The draft of the federal standard that officials are proposing (which has not been adopted yet and is likely to change after next month’s third and final meeting) is even more restrictive than the existing defense-to-repayment guidelines, substantially narrowing the categories of school misconduct that can yield relief. Among other problems, the draft rules include a statute of limitations of two years, though it often takes students much longer to realize they were duped. (The limitations are also ironic, given the fact there is no statute of limitations for collecting on student loans.) In some cases, the proposed rules would require students seeking a discharge to go to bat against their much-better-resourced schools, a situation that would all but require a lawyer, which most deceived borrowers cannot afford. Finally, as Harris notes, the “proposal does not provide any procedure to grant broad, automatic relief to borrowers, even when it is clear that a predatory school has systematically abused and deceived large numbers of students through widespread practices.” On Wednesday, Warren and 31 other Senate Democrats sent a letter expressing their concerns “that the department’s current proposal does not seem to ensure the process is fair for students.”
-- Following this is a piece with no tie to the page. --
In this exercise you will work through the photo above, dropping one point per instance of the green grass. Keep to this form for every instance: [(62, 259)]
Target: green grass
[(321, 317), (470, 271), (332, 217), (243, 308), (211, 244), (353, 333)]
Should the Education Department implement the latest rules draft, or something close to it, the consequences for people’s lives will be, to use Zizek’s term, catastrophic. True, federal marshals won’t drag them to jail, but hundreds of thousands of people will continue to suffer the daily indignities of educational and financial inequity, for which they will be forced to make steep monthly payments on loans that were issued for worthless degrees. Unemployed or stuck in dead-end jobs, pushed to default, many will have their tax returns, Social Security payments or disability benefits garnished. Because their federal student aid has been maxed out, they will be denied the chance to attend a school that could provide them with a high-quality education and help them secure basic employment or, better yet, a meaningful and remunerative career. In their struggle to make ends meet, some will find themselves homeless, which has already happened to several strikers and their family members. They will suffer the stress, anxiety, health problems and reduced lifespans that a growing number of studies show are part and parcel of being poor in the United States.
This brazen dismissal of borrowers’ rights stands in stark contrast to the Education Department’s earlier public pronouncements. Last June, under pressure from the Corinthian strike, then-Education Secretary Arne Duncan promised to provide scammed students with “every penny of relief they are entitled to under the law.” Eight months later, that promise remains unfulfilled.
Meanwhile, for-profit colleges that have been under investigation and even fined continue to enroll students — disproportionately people of color, women, veterans and the poor — in substandard programs at exorbitant costs, funneling billions of taxpayer dollars into private coffers. Instead of propping up such corporations and wrecking lives, authorities should turn off the faucet of federal funds to for-profit schools and grant the class-wide debt discharges to which Corinthian students and others are legally entitled.